Rantum ist ein Ort voller Geschichten und voller Sorgen. Bestand der kleine Ort im Inselsüden um 1700 noch aus rund 40 Häusern, sorgten der Sand und permanente Sturmfluten dafür, dass 100 Jahre später nur noch fünf Häuser im Dorf standen – alle Richtung Wattenmeer gebaut. Dort errichtete auch Peter Tarken 1818 einen Bauernhof, der nach seinem Tod um einen Gasthof erweitert wurde.

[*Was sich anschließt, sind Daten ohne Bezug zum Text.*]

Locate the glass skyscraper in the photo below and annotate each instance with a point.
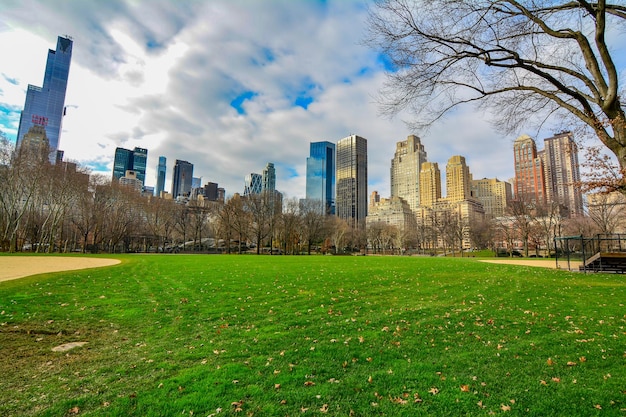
(127, 160)
(181, 180)
(269, 178)
(320, 175)
(45, 106)
(352, 180)
(160, 176)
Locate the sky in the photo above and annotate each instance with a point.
(228, 85)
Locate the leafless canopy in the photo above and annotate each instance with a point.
(526, 59)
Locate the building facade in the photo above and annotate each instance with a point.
(160, 187)
(320, 175)
(495, 196)
(127, 160)
(269, 178)
(458, 179)
(253, 184)
(562, 175)
(181, 178)
(430, 184)
(405, 170)
(351, 174)
(45, 106)
(529, 175)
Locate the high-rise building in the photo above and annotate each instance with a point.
(320, 175)
(458, 179)
(430, 184)
(562, 175)
(405, 170)
(45, 106)
(127, 160)
(494, 195)
(529, 175)
(181, 178)
(253, 184)
(131, 180)
(160, 187)
(351, 202)
(269, 178)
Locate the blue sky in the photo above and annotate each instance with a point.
(226, 85)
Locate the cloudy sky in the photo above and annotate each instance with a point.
(227, 85)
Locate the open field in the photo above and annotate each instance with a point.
(322, 335)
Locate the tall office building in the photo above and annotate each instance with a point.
(181, 178)
(161, 176)
(494, 195)
(562, 175)
(529, 175)
(351, 202)
(405, 170)
(269, 178)
(430, 184)
(127, 160)
(253, 184)
(458, 179)
(320, 175)
(45, 106)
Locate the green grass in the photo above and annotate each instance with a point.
(286, 336)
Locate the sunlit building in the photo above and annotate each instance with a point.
(562, 175)
(351, 174)
(405, 170)
(529, 175)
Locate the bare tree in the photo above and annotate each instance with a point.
(528, 60)
(607, 211)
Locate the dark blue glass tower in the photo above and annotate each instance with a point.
(181, 180)
(320, 175)
(160, 176)
(45, 106)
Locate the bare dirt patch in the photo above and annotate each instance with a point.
(543, 263)
(13, 267)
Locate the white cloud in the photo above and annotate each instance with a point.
(162, 76)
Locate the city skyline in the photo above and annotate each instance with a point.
(134, 83)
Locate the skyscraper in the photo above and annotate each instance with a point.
(352, 180)
(320, 175)
(529, 176)
(430, 184)
(253, 184)
(161, 176)
(269, 178)
(494, 195)
(562, 175)
(45, 106)
(127, 160)
(457, 179)
(181, 178)
(405, 170)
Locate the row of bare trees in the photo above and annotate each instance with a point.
(46, 208)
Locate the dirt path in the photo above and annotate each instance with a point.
(13, 267)
(543, 263)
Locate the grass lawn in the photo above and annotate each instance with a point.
(298, 335)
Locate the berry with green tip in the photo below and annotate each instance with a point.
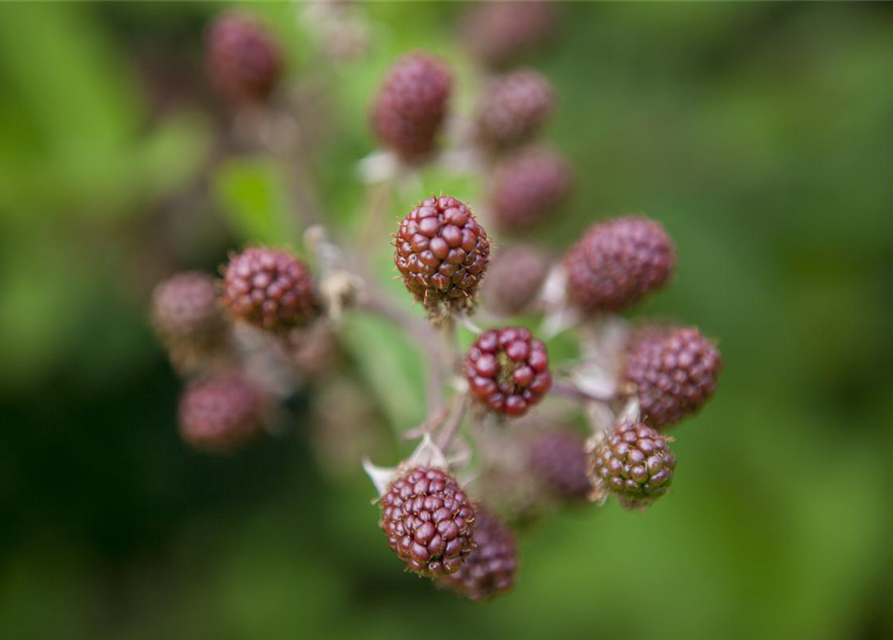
(632, 462)
(442, 252)
(270, 289)
(617, 262)
(428, 520)
(490, 568)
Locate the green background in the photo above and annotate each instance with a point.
(760, 134)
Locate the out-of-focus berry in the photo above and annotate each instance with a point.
(618, 262)
(508, 370)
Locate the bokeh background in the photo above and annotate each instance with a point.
(760, 134)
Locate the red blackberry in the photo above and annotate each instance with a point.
(270, 289)
(184, 308)
(442, 253)
(633, 462)
(428, 520)
(490, 568)
(514, 278)
(528, 188)
(219, 414)
(675, 372)
(508, 370)
(617, 262)
(411, 104)
(244, 61)
(499, 32)
(515, 107)
(559, 459)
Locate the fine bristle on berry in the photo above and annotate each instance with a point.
(559, 459)
(270, 289)
(244, 62)
(428, 521)
(528, 188)
(514, 109)
(490, 568)
(442, 253)
(508, 370)
(220, 414)
(514, 279)
(617, 262)
(632, 462)
(674, 370)
(411, 105)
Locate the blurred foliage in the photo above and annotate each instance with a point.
(759, 133)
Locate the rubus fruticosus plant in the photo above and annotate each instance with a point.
(501, 409)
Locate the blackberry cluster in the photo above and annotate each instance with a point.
(411, 105)
(559, 459)
(490, 568)
(270, 289)
(633, 462)
(508, 370)
(617, 262)
(243, 60)
(220, 414)
(528, 188)
(498, 33)
(675, 372)
(514, 279)
(185, 309)
(428, 520)
(515, 107)
(442, 253)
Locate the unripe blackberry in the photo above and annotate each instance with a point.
(514, 108)
(528, 188)
(411, 105)
(558, 457)
(270, 289)
(508, 370)
(633, 462)
(514, 279)
(499, 32)
(442, 253)
(428, 520)
(244, 61)
(185, 309)
(490, 568)
(219, 414)
(674, 371)
(617, 262)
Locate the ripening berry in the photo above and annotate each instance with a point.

Mit 50 Seelen war Rantum zu dieser Zeit weit entfernt von einem heimeligen Urlaubsort. Im Sommer war der Blick auf das Watt und die Natur drumherum natürlich spektakulär. Doch im Herbst begann für die Bewohner das große Zittern. Buchstäblich. Denn das Wattenmeer ist der Wolf im Schafspelz. Das Wasser kam, speziell bei Ostwindstürmen, schnell und ohne Vorwarnung. Im Obergeschoss ausharrend, konnten die Bewohner dem Blanken Hans nur zusehen, während dieser im Wohnzimmer hauste.
1986 wurde ein Deich gebaut, der dafür sorgte, dass die Wassermassen draußen blieben. Als Anneliese Mahler, die letzte Besitzerin des Anwesens, 2013 verstarb, begann der Niedergang. Denn die Erbengemeinschaft überließ das Haus nebst Nebenhaus dem Verfall. Bei Maklern auf der Insel kursiert der Wert der Immobilie irgendwo zwischen 13 und 20 Millionen Euro, ohne dass konkrete Zahlen genannt werden.
Auf der Insel wurde gemunkelt, dass hier kalt abgerissen würde. Denn ein, zwei Löcher im Reet, dazu die Fenster zerschlagen, die raue Natur der Insel würde den Rest erledigen. Dann gab es einen Hoffnungsschimmer: Der Verkauf an eine namentlich bekannte Eigentümergemeinschaft, die Rantum Inge wieder in altem Glanz erstrahlen lassen wollte. Ein schickes Hotel sollte es werden, mit Suiten, 19 Zimmern und allen Annehmlichkeiten eines modernen Hotels. In den letzten zwei Jahren gab es bis auf die Bekanntmachung, es würde gebaut, keinerlei Veränderungen.
Die Fenster sind provisorisch vernagelt, Löcher im Reet mit Plastikplanen verdeckt, die mittlerweile schon wieder vom Wind verweht wurden. Aufgebrochene Seitentüren zeugen von ungebetenen Gästen. Ein Blick in das Gebäude wird verwehrt. Es ist Privatbesitz und gut umzäunt.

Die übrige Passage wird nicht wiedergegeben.